Nota sobre milagres fora da Igreja. — 1) Possibilidade: pode-se admitir a possibilidade e, segundo H.-M. Lépicier (cf. Le miracle xxiii §2), até mesmo o fato de haver milagres fora da Igreja Católica, embora poucos e não de lei ordinária. A razão é que ao milagre, diz Santo Tomás, compete uma dupla finalidade: a) confirmar a verdade da doutrina cristã ou b) demonstrar a santidade de alguém proposto aos homens como exemplo de virtude. Nesse último caso, apenas os santos podem realizar milagres; no primeiro, também os maus o podem, i. e., os que pregam a verdadeira fé e invocam o nome de Cristo, mesmo que não estejam em graça. Quanto aos hereges e cismáticos, também entre eles é admissível a possibilidade de autênticos milagres, ainda quando não professem integralmente a fé ortodoxa. Nessa hipótese, o milagre não se ordena nunca a confirmar como tal a falsa doutrina que pregam, mas somente os resquícios de verdade que nela podem ser atestados (e.g. a presença real de Jesus na Eucaristia, a legitimidade do culto a Maria etc.), ou mesmo a divindade de Cristo, pela invocação de cujo nome Deus opera o milagre. Ademais, como a oração de impetração funda-se antes na misericórdia divina que no mérito do que ora, nada impede que a oração de um ímpio ou mesmo de um herege seja ouvida por Deus, em atenção à conversão de quem ora, ou à salvação daquele por quem se ora, ou ainda à glória mesma de Deus. — 2) Conclusão: Por isso, deve-se concluir que: a) a presença de um autêntico milagre fora da religião católica, por si só, não constitui (nem pode constituir) prova suficiente e cabal da seita em que é realizado nem da santidade daquele por quem é realizado; b) toda manifestação aparentemente milagrosa deve reputar-se como falsa, se induz a aceitar qualquer erro contrário à doutrina católica, que não é outra que a do próprio Cristo. Ainda são atuais as palavras de Agostinho: “É perniciosíssimo o erro dos que consideram haver nos milagres dons maiores… que nas obras de justiça” (Quæ. lxxxiii, q. 79), às quais agrega Caetano: “E isto [é dito] contra os [homens] vulgares e o erro comum do gênero humano, que consideram santos e quase como deuses os homens que fazem milagres, mas reputam como nada os simples e justos. Ora, é todo o contrário o que se deve pensar” (In STh II-II 178,2).

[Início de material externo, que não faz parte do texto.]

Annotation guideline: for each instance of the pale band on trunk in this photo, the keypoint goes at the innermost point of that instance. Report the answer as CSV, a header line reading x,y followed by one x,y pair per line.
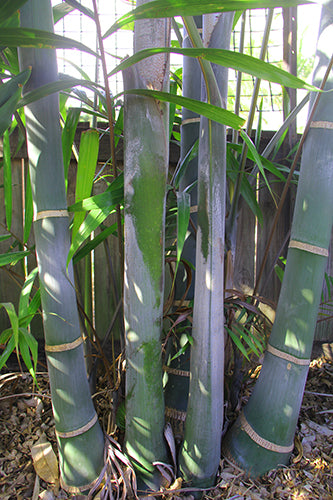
x,y
44,214
264,443
64,347
183,303
191,120
307,247
322,124
175,371
287,357
175,414
80,430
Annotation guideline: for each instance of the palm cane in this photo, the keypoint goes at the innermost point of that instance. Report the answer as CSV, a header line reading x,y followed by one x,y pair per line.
x,y
145,174
262,437
79,436
200,453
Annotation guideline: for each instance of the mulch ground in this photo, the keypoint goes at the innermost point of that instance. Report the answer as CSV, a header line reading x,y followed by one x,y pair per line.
x,y
26,415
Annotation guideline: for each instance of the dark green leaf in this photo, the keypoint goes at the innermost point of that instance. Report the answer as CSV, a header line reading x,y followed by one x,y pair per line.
x,y
67,136
211,112
228,58
28,37
60,11
7,179
8,8
7,351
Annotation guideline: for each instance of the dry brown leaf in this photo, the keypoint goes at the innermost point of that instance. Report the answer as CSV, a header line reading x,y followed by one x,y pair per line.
x,y
45,460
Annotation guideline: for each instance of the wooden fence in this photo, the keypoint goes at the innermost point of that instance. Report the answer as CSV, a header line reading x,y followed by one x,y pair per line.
x,y
251,241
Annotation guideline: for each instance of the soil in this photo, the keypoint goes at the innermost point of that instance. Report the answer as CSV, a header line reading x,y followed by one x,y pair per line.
x,y
26,415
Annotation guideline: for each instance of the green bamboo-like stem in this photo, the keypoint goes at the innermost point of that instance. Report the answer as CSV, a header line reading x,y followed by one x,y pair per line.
x,y
177,386
262,438
145,173
81,456
201,450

Conclusão. — V. 24-27. a) Imagem. O sábio, i. e., o que tem cuidado pelas suas coisas, edifica sua casa sobre a pedra, de forma que possa resistir às chuvas, tempestades e torrentes. Pelo contrário, o insensato, que edifica sua casa sobre a areia, no tempo das chuvas (que são mais intensas na Palestina do fim de outubro até o início de abril), quando irrompem os ventos, as tempestades e os rios (torrentes), perderá todo o edifício.

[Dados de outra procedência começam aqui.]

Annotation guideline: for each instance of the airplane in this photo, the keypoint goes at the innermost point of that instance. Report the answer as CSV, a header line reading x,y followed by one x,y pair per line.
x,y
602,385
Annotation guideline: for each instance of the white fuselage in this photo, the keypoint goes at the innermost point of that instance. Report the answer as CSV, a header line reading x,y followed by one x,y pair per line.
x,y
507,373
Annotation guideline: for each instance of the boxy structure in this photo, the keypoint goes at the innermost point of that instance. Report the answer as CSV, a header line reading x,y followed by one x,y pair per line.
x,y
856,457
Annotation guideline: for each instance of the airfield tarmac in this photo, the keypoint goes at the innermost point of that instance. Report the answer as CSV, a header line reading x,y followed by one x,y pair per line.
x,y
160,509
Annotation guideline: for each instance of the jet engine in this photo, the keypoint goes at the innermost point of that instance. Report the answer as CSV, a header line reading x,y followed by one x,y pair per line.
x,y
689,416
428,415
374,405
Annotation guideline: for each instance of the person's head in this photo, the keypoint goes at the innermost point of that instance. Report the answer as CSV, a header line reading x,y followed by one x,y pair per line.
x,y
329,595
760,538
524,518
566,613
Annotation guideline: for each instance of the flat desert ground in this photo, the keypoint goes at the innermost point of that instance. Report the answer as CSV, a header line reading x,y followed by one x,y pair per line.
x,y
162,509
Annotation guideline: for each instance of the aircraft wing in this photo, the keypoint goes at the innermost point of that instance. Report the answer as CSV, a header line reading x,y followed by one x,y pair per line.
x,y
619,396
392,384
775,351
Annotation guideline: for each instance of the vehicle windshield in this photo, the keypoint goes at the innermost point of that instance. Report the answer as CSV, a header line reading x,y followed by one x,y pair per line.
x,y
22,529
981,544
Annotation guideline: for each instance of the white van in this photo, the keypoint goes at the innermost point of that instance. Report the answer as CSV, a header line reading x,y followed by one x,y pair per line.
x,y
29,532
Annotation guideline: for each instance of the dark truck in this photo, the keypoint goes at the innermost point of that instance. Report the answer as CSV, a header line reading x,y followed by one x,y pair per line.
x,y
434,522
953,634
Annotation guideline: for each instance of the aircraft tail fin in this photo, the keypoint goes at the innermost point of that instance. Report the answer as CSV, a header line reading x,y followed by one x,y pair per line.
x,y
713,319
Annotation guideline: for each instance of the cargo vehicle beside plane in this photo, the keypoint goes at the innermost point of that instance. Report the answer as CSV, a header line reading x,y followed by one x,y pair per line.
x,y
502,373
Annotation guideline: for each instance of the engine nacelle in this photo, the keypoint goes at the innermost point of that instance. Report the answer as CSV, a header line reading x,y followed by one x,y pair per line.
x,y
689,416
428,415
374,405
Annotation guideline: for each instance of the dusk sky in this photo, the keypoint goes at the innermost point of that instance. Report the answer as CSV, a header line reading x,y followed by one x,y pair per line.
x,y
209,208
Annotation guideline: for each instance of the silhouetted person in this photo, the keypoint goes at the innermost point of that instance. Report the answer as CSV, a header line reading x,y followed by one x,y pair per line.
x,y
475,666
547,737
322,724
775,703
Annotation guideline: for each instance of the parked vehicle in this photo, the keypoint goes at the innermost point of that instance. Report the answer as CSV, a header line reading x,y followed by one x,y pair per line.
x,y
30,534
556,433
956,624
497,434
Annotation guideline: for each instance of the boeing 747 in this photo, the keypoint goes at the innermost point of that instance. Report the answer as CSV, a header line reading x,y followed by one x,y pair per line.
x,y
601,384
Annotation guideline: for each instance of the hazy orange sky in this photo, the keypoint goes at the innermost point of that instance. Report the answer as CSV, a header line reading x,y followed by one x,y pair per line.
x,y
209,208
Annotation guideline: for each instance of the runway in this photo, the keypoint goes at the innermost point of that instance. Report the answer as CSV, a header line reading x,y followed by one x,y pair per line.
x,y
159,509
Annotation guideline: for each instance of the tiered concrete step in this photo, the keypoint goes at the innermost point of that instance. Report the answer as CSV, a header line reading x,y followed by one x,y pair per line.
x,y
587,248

b) Sentido espiritual. É sábio o homem que ouve estas minhas palavras (as ditas no sermão da montanha) e as observa; mas é insensato o que as ouve, e não as pratica. Edificar sobre pedra é confirmar a fé com boas obras [1]. A chuva, os ventos e os rios, para muito intérpretes antigos, significariam alegoricamente três coisas distintas (e.g. a chuva, as tentações da concupiscência carnal; os rios, as da cupidez e da avareza; os ventos, as da vaidade e da soberba). Outros dizem que com esses três elementos são designadas as tribulações e calamidades da vida humana, ou gêneros indeterminados de tentações; para outros ainda, tratar-se-ia do dia do juízo, representado como uma terrível tempestade. Entre os intérpretes mais recentes, é quase unânime que as três imagens nada mais são do que simples comparações, sem nenhum significado particular, embora possam ser acomodadas a diversas coisas.

Referências

  1. Santo Tomás de Aquino, Super Matth. vii l. 2, n. 670: “Todo aquele, pois, que ouve etc. Mostra que, sem obras, nada é suficiente, nem mesmo a escuta da palavra de Deus; porque a escuta ordena-se à fé; a porém vem pela pregação (Rm 10,17). Ora, a escuta não é suficiente. E o manifesta duplamente, porque propõe a sorte do que ouve e faz, e a do que ouve e não faz, com uma semelhança”. — E o Espírito Santo disse pela pena do príncipe dos Apóstolos: Vós, aplicando todo o cuidado, juntai à vossa fé a virtude, à virtude a ciência a temperança, à temperança a constância, a constância a piedade, à piedade o amor fraterno, ao amor fraterno a caridade… Irmãos, ponde cada vez maior cuidado em tornardes certa a vossa vocação e eleição [por meio de boas obras] (1Pd 1,6.10).